Interferon stimulated genes, Viperin and ZAP (#103)

Kate E. Goossens 1 , Alister C. Ward 2 , Andrew G. D. Bean 1
  1. Commonwealth Scientific and Industrial Research Organisation, Geelong, VIC, Australia
  2. School of Medicine, Deakin University, Geelong, Victoria, Australia
Emerging pathogenic viruses, such as avian influenza, pose a constant threat to both the poultry industry and to human health. To prevent these infections more effective treatment options are required, therefore, we need to develop our understanding of the immune response. Interferons (IFN) are rapidly induced following viral infection and are reported to activate hundreds of IFN stimulated genes (ISG), which display diverse antiviral activities. Nevertheless, the majority of these ISGs remain largely unidentified and uncharacterized in chickens. Here we report the characterization of two ISGs, viperin and ZAP, in the chicken. We found that structurally both ISGs are similar to their mammalian counterparts with viperin exhibiting over 70% and ZAP displaying up to 59% sequence similarity. In vitro analysis of the expression of these ISGs showed that viperin was rapidly and robustly induced in response to a number of viral and bacterial stimuli with a kinetic very similar to that of Mx, a commonly measured ISG. However, following stimulation ZAP’s profile was minimal.

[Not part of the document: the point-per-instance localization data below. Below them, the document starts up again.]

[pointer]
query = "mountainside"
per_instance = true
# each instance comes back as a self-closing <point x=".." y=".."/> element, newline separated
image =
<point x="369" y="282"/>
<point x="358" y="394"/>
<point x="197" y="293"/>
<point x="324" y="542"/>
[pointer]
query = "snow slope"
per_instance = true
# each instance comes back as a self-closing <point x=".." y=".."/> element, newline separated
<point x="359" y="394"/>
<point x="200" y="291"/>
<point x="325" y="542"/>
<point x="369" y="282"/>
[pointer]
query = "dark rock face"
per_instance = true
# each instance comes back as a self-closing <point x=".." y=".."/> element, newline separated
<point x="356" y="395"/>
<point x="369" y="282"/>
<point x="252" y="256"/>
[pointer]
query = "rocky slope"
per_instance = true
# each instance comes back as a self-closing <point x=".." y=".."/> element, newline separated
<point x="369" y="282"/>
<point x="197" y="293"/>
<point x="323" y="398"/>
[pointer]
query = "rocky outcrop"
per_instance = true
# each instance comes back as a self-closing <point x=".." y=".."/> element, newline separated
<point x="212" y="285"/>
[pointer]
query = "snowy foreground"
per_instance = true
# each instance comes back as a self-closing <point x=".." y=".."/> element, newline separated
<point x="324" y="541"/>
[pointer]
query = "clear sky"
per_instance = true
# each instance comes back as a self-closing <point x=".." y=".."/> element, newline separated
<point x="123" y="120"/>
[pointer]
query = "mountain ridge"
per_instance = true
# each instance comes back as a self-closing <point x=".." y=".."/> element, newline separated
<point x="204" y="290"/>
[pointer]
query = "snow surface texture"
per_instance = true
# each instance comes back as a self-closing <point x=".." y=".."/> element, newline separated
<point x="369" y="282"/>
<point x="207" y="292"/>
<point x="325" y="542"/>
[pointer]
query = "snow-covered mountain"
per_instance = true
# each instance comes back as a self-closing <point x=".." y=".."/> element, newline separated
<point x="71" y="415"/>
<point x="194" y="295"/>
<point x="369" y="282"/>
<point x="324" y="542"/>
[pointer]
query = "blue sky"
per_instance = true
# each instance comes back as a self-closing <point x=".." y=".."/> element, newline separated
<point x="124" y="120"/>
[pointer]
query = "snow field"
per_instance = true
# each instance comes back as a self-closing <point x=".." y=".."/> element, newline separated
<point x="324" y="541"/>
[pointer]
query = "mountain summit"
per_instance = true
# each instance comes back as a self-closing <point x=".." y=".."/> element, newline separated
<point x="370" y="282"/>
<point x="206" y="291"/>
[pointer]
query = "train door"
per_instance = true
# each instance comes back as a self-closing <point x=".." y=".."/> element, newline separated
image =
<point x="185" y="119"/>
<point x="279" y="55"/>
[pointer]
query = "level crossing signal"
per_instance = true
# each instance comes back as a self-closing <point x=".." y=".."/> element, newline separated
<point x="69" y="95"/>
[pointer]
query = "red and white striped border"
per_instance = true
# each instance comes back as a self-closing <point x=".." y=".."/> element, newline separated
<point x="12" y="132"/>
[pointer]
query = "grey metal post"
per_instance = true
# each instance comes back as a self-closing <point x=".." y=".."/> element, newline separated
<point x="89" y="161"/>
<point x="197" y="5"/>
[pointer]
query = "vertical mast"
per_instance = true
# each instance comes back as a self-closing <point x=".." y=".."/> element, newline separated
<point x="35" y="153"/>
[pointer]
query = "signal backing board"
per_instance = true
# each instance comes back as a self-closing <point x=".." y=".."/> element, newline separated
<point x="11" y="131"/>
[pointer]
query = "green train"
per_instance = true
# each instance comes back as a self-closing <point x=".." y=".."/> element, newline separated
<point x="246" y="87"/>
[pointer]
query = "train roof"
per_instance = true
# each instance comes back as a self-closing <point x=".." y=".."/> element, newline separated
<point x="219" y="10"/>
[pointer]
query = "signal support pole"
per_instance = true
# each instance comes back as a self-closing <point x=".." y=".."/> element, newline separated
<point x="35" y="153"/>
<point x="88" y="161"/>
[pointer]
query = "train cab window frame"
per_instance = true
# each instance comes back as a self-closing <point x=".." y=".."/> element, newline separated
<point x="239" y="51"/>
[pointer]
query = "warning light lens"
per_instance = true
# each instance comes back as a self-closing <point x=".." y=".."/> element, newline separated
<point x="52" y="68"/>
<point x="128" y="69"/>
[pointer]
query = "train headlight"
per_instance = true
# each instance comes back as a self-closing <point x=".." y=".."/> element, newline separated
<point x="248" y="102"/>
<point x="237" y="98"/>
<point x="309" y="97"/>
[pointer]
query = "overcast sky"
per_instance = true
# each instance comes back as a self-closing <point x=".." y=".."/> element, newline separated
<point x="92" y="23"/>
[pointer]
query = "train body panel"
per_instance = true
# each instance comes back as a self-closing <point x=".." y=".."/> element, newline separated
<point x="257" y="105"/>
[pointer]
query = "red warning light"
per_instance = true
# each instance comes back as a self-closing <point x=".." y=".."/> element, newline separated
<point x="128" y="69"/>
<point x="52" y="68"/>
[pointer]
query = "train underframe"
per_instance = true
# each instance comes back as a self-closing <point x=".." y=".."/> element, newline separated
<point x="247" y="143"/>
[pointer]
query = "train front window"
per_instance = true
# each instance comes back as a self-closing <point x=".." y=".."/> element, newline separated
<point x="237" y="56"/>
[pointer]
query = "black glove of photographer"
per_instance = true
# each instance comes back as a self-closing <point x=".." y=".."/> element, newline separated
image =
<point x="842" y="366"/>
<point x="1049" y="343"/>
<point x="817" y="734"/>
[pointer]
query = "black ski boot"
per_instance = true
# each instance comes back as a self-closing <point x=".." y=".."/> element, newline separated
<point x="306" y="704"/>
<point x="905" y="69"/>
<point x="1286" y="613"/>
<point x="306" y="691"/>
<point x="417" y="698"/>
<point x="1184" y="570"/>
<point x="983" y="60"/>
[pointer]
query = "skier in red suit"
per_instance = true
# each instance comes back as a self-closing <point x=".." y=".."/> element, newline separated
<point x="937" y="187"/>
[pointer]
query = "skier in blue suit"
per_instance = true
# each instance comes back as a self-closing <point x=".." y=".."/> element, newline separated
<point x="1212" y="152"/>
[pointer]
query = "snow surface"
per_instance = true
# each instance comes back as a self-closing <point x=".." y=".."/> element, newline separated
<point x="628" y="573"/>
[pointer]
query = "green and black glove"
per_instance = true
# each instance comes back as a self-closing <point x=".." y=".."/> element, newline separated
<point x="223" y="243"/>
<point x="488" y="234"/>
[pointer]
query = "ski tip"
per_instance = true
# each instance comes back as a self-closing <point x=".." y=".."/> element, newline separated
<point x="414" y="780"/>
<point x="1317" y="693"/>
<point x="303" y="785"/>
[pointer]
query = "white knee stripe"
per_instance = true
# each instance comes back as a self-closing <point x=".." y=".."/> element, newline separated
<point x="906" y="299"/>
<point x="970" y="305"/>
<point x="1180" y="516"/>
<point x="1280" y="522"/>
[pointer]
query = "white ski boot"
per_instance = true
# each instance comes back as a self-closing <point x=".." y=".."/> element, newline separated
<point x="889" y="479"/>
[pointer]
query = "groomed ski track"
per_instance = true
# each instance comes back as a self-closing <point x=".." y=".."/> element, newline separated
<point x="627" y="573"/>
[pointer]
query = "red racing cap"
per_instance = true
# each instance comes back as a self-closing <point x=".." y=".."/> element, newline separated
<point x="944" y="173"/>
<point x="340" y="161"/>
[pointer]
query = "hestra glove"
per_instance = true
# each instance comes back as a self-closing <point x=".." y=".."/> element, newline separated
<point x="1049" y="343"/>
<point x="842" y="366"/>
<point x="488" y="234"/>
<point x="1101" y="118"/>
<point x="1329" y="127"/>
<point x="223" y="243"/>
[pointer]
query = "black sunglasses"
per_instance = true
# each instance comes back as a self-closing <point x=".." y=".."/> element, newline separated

In vitro analysis of avian influenza infected chickens showed that both viperin and ZAP were up-regulated, with viperin displaying 25- and 150-fold increases whereas ZAP was modestly elevated at 12- and 10-fold, in the lung and spleen, respectively. Taken together, these studies help to broaden our understanding of the chicken innate immune response, which could lead to the development of better therapeutics in the future.